Ok, this sucks to post and talk about but I have been married for 10 years and my wife is my 1st and only sexual partner. She really is the nicest, caring loving person I have ever known. We got married young, Im soon to be 31 and she is now 30. (we also have 2 kids together, and yes I know this makes things even worse) 
BUT lately... (not really lately but the feelings have grown MUCH stronger this past few weeks) 

Ive been having very strong feelings for our friend/co worker. (we all work together, I cant get a new job its my families business and I cant fire her because it would be unfair to fire her because of me) Me and this girl work together around 5 days a week (just me and her) and my wife works night. So we really dont see each other but to watch a movie/tv at night, And the "family sundays" Which is more stressful then fun.

Sorry my post is all over the place. But lately I cannot get this friend out of my head, and I KNOW im pushing my wife away not talking with her, and when we do watch movies we dont even cuddle, normally shes on her phone playing a game or something and "Watching" the movie. (although how im feeling atm I dont really want to even cuddle with her/talk to her) When im with my wife I just think about our friend/coworker, I TRY to stop thinking about her but I cant. I know everyone will say try harder, put distance between you and this friend but honestly I cant. I dont know what to do, I feel sick all the time because of it. And im pretty sure im depressed.

I know when I think about it, and being with this friend, it doesnt end up working out no matter how much I want it too... 
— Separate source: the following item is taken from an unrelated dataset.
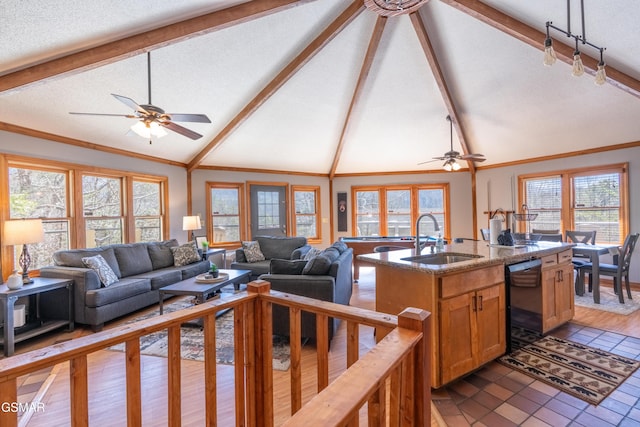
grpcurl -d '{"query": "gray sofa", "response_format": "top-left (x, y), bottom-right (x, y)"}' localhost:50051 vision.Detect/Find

again im sorry how this post is made I really am all over the place here and im sorry you have to read through this jumble.

If you have any question/responses please leave them. Again I KNOW this message is just crazy scattered I just cant seem to think at the moment and I have never posted something like this because, its just spur of the moment because ive been looking this stuff up for the past few days... Sorry again, and thank you, if you managed to read all this lol....


----------



## PBear (Nov 16, 2010)

So what's your question? You know it's never going to work out. And you're headed to a very nasty breakup with your wife. Get rid of the coworker. Fix the relationship with your wife. Get into counselling for yourself. 

C


----------



## Lostme (Nov 14, 2014)

Unless your going to fire your wife, you need to fire the worker or go to nights and work with your wife or better yet trade shifts with your wife.


----------



## GA HEART (Oct 18, 2011)

Trading shifts with your wife would be a good place to start since you claim you cannot fire this woman. At least you know you are playing with fire and want to stop.

But do you REALLY want to stop?

REALLY look at it from an outsiders point of view. Nothing should matter more than your marriage. And if you have to let this girl go, pay for unemployment and do so.


----------



## Yeswecan (Jul 25, 2014)

Ok, at the end of this is you in D, your friend/coworker no longer your friend/coworker. You standing alone. 

Put your W on day shift. 
Find yourself a new job. 
Send the friend/coworker packing
or
man up and be the H your W married. Stop finding excuses to push yourself to the OW. Playing games and watching TV. How about engaging your W at a restaurant? Leave the phone in the car. It is up to you to reconnect. Not go after what appears to be a easy piece.

Sheesh......


----------



## tryingpatience (May 7, 2014)

Or man up and tell her if you are thinking of leaving. Have you had sex with your co-worker yet? You need to be honest with yourself and the wife you made vows with.


----------



## JustTired (Jan 22, 2012)

Ashwagandha said:


> Ive been having very strong feelings for our friend/co worker. (we all work together, I cant get a new job its my families business and I cant fire her because it would be unfair to fire her because of me) Me and this girl work together around 5 days a week (just me and her) and my wife works night. So we really dont see each other but to watch a movie/tv at night, And the "family sundays" Which is more stressful then fun.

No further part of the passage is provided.